Rheinische Post

Kommerzkal­ender für den Advent

Mit hübscher Tradition haben viele Exemplare nichts mehr zu tun.

- DOROTHEE KRINGS Unsere Autorin ist Redakteuri­n des Ressorts Politik/Meinung. Sie wechselt sich hier mit unserem stellvertr­etenden Chefredakt­eur Horst Thoren ab.

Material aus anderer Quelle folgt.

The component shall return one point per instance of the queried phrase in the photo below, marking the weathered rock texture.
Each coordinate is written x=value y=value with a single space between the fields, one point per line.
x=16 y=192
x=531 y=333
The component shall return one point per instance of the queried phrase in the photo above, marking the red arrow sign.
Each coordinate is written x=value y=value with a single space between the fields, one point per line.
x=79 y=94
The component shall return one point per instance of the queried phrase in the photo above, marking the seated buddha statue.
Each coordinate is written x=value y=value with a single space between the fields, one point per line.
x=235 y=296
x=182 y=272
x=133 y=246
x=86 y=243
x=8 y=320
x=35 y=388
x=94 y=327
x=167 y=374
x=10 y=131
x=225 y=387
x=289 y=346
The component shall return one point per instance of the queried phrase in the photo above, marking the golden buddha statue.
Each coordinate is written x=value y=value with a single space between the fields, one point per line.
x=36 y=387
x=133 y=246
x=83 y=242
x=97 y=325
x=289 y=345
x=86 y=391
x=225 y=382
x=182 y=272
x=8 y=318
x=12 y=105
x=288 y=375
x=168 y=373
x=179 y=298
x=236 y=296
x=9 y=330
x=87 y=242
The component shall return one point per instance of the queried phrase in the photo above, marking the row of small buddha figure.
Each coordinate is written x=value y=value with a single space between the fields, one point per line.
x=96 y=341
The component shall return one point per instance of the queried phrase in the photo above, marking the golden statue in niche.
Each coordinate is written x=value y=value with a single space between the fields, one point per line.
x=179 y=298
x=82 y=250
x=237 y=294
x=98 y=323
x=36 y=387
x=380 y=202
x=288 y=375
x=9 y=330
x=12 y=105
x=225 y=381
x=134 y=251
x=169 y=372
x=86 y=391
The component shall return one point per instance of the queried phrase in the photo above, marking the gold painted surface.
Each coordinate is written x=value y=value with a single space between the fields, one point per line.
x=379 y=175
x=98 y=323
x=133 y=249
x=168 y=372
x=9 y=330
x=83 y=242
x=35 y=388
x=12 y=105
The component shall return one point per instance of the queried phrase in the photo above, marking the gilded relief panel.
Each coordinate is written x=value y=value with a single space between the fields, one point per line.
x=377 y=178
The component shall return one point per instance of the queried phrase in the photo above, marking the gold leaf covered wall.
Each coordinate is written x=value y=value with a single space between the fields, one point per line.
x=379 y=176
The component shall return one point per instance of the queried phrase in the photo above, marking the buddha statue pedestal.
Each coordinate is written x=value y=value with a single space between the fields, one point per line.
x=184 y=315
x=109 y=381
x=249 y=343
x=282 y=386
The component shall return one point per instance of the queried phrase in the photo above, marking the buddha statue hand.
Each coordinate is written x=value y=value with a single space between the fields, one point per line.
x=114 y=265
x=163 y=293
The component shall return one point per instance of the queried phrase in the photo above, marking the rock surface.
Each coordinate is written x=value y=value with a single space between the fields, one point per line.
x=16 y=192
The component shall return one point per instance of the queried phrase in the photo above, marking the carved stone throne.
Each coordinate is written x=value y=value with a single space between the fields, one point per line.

Viele Unternehme­n kapern die Tradition der Adventskal­ender, um ihre Produkte zu vermarkten. Das reicht vom Parfüm-, Whiskey-, Stofftier-Kalender bis zur Sammlung von Sexspielze­ugen hinter 24 Türchen – angepriese­n als „sinful“-Variante, was die Absurdität dieser Kommerzkal­ender wunderbar auf den Punkt bringt. Denn mit dem Sinn des Advents hat das alles wenig zu tun. Der besteht ja gerade darin, still zu werden, um sich auf die Ankunft Jesu Christi vorzuberei­ten. Das Herabzähle­n der Tage bis zur Weihnacht dient der Vorfreude, aber das Näherrücke­n selbst sollte diese Freude bereiten, nicht der Konsum irgendwelc­hen Krams. Dass die Produktkal­ender immer zahlreiche­r werden, hat natürlich damit zu tun, dass sie fürs Marketing verführeri­sch sind: Weihnachte­n ist ein weltweit gefeiertes Fest, das positive Gefühle anspricht. Eine weihnachtl­iche Verpackung verleiht noch dem schnödeste­n Produkt ein wenig goldenen Glanz – und die Abnahme von 24 Einzelteil­en ist garantiert. Anscheinen­d gibt es aber auch genug Menschen, die Produktpal­etten im weihnachtl­ichen Setzkasten kaufen. Es gibt zahlreiche Internetse­iten, die über das Angebot informiere­n. Da findet man dann alles aus den Bereichen Paare, Kinder, Beauty oder kann entspreche­nd dem Hobby der Beschenkte­n Kalender für Angler, Bastler, Kleingärtn­er bestellen.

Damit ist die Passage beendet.